State University of Zanzibar (SUZA) is a public university located in Tunguu ward of Central District in South Region of Unguja Island in Zanzibar, Tanzania. The university was established by an act of House of Representatives of Zanzibar in 1999 and became operational in 2002.

==Faculties==
Currently, the University consists of the School of Kiswahili and Foreign Languages (IKFL), School of Continuing and Professional Education (SCOPE), the School of Education (SE), School of Natural and Social Sciences (SNSS) and Computer Centre (CC). Additional institutes and schools will be established in the future as demanded by the Act and as the University grows.

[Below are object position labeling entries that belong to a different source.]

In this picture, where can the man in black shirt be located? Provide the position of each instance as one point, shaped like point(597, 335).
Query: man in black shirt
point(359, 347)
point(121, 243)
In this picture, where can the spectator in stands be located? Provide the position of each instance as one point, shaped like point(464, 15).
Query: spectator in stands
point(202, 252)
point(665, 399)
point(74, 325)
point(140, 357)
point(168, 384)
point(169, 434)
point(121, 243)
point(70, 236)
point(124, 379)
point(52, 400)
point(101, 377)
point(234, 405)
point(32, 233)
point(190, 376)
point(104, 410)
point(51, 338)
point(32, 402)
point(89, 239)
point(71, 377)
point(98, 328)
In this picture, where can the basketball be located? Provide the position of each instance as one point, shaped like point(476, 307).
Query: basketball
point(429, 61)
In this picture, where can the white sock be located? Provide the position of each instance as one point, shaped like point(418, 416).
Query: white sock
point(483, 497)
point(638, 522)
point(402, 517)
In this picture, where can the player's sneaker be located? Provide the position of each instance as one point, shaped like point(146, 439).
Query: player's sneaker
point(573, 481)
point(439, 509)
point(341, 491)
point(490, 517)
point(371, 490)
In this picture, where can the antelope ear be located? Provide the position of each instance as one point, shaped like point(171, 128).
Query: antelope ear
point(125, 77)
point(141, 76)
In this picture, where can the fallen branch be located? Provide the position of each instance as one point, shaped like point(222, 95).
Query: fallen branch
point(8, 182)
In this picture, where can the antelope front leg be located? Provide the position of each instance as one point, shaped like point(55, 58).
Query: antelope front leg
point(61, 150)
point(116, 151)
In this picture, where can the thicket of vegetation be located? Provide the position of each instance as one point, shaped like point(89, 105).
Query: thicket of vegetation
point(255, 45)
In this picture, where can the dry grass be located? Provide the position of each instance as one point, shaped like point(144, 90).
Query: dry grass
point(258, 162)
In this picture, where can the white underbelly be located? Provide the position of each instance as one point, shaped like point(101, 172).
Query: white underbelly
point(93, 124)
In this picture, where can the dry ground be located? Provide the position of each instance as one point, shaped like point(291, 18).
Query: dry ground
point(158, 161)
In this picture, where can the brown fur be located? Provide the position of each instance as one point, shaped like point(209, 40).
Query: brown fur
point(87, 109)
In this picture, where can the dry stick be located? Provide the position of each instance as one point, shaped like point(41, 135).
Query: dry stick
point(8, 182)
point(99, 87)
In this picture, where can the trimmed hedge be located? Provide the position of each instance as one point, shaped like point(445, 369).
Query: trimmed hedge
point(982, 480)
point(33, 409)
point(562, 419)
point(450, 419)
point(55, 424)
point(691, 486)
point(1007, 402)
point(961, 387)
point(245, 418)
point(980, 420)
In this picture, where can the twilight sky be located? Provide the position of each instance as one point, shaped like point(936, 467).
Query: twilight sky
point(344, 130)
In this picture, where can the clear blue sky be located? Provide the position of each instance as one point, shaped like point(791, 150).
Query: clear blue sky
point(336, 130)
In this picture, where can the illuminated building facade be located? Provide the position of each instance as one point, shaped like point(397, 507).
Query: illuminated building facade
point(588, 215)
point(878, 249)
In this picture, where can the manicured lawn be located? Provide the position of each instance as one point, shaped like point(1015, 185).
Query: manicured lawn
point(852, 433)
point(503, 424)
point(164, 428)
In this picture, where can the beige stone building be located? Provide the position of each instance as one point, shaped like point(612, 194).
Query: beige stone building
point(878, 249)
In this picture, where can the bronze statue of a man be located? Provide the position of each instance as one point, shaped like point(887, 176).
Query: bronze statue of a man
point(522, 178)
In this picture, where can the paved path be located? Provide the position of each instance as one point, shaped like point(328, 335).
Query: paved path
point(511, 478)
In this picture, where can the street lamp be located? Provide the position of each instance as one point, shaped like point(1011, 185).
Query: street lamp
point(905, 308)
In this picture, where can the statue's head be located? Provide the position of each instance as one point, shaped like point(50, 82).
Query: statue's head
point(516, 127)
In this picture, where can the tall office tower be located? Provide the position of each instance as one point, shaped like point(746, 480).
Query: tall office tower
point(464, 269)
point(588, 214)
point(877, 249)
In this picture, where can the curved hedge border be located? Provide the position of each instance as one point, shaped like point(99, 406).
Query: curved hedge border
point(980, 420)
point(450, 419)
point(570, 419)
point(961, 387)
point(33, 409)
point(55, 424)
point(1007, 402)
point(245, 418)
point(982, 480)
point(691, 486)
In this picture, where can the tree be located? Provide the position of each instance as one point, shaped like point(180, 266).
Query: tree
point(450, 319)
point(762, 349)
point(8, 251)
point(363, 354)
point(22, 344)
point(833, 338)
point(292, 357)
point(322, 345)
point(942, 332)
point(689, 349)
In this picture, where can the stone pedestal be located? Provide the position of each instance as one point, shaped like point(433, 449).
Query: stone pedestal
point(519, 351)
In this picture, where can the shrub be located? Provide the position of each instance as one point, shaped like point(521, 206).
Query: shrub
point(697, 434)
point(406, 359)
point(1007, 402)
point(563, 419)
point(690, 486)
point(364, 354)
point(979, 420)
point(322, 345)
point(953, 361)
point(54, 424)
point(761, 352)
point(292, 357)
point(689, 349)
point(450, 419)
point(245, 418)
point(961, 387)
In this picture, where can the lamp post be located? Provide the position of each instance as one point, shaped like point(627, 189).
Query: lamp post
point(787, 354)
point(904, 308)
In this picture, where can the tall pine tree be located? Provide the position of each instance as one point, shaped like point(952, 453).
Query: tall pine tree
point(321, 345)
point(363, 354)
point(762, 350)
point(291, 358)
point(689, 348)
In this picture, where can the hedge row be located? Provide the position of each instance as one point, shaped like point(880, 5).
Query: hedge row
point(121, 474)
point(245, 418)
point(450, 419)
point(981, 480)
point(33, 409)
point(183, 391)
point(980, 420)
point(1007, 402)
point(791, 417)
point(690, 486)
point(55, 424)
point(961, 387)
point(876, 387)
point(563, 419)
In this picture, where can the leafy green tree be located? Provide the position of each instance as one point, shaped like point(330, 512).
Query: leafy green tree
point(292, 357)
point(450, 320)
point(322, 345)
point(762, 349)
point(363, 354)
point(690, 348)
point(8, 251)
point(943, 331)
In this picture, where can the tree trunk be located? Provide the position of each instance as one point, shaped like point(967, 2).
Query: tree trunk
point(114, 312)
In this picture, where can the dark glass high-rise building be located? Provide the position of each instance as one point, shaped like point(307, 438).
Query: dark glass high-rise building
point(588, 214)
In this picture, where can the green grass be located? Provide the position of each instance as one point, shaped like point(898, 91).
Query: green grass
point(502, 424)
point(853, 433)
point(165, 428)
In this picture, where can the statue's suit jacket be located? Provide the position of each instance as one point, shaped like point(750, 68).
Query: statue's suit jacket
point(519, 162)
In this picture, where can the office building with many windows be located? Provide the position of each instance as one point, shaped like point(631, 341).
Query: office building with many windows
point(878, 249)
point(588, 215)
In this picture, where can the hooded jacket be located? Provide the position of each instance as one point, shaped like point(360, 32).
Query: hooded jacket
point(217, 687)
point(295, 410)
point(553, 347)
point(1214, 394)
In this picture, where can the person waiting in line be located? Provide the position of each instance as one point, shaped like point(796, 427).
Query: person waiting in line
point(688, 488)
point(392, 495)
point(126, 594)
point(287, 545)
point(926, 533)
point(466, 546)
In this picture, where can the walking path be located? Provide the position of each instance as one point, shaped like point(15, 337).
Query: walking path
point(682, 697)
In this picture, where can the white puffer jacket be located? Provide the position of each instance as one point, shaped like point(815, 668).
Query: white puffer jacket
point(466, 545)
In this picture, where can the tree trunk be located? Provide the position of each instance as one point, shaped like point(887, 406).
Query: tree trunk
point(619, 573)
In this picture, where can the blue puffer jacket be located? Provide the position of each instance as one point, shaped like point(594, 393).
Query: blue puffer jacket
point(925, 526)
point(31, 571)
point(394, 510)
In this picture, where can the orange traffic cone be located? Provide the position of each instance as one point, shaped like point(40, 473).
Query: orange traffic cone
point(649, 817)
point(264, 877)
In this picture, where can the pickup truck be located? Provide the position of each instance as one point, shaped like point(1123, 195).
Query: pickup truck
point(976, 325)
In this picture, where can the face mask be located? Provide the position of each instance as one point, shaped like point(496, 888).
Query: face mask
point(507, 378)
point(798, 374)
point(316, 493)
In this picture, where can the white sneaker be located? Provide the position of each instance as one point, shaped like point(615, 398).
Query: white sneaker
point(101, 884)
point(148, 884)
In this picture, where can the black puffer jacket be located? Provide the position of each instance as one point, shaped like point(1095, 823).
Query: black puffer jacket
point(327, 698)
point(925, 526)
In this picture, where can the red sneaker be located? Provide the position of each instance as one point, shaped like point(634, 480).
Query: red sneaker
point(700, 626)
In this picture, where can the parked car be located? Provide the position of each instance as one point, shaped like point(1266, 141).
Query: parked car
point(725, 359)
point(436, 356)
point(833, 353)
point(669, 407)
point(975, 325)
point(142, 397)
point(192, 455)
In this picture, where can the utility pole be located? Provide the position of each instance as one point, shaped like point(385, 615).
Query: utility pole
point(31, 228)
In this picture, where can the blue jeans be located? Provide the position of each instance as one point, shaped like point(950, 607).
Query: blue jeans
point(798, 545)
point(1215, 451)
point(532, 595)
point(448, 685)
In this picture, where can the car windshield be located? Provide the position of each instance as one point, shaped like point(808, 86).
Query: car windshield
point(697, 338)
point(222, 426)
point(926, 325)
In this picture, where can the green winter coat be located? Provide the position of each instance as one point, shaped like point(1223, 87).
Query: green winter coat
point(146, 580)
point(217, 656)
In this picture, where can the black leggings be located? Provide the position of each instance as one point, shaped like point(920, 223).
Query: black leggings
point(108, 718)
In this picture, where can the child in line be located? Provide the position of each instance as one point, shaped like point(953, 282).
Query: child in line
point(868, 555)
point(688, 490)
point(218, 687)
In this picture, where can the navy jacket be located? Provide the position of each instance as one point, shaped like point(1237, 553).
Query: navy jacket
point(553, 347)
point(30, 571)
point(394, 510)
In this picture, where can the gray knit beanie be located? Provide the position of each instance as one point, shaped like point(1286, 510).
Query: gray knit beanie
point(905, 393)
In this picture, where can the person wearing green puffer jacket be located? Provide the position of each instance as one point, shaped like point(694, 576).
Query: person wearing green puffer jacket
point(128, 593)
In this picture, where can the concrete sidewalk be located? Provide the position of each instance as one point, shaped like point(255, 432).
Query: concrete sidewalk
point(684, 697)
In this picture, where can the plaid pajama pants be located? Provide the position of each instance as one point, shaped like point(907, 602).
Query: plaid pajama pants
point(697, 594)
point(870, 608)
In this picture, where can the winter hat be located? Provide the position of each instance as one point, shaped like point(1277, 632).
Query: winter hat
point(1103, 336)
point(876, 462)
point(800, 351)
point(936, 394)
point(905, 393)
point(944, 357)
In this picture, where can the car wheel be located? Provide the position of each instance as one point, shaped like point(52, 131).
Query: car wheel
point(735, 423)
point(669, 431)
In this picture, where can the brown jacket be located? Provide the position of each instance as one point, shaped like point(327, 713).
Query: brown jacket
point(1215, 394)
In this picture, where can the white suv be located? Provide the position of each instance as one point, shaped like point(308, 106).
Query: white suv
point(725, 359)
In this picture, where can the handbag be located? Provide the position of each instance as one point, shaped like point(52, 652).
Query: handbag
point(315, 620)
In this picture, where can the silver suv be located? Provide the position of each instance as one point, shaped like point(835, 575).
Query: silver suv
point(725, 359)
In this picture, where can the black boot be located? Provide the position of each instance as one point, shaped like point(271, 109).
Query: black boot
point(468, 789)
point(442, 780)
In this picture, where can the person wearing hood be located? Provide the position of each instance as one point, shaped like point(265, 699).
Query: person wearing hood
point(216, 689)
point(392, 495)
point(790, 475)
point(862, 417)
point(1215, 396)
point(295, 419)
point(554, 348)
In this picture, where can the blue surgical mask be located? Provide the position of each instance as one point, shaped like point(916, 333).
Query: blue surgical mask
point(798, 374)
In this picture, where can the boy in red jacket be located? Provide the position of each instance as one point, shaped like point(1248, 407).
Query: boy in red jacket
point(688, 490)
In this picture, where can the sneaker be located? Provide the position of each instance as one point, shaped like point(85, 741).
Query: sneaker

The Institute of Kiswahili and Foreign Languages has been teaching Swahili, Arabic, English, Spanish, Portuguese, French and German with Education for a number of years at certificate and diploma levels. It has also been teaching Swahili to foreign students from different parts of the world. The Institute will continue to carry on with this work except that English is also taught in The School of Education, Arts and Sciences and Swahili will be taught to degree level.

The founding School of Education, Arts and Sciences provides courses leading to the degree of Bachelor of Arts with Education (B.A. Ed), Bachelor of Science with Education (B.Sc. Ed) and Bachelor of Science in Computer Sciences. These establishments will provide teachers who are badly needed for the development of the country.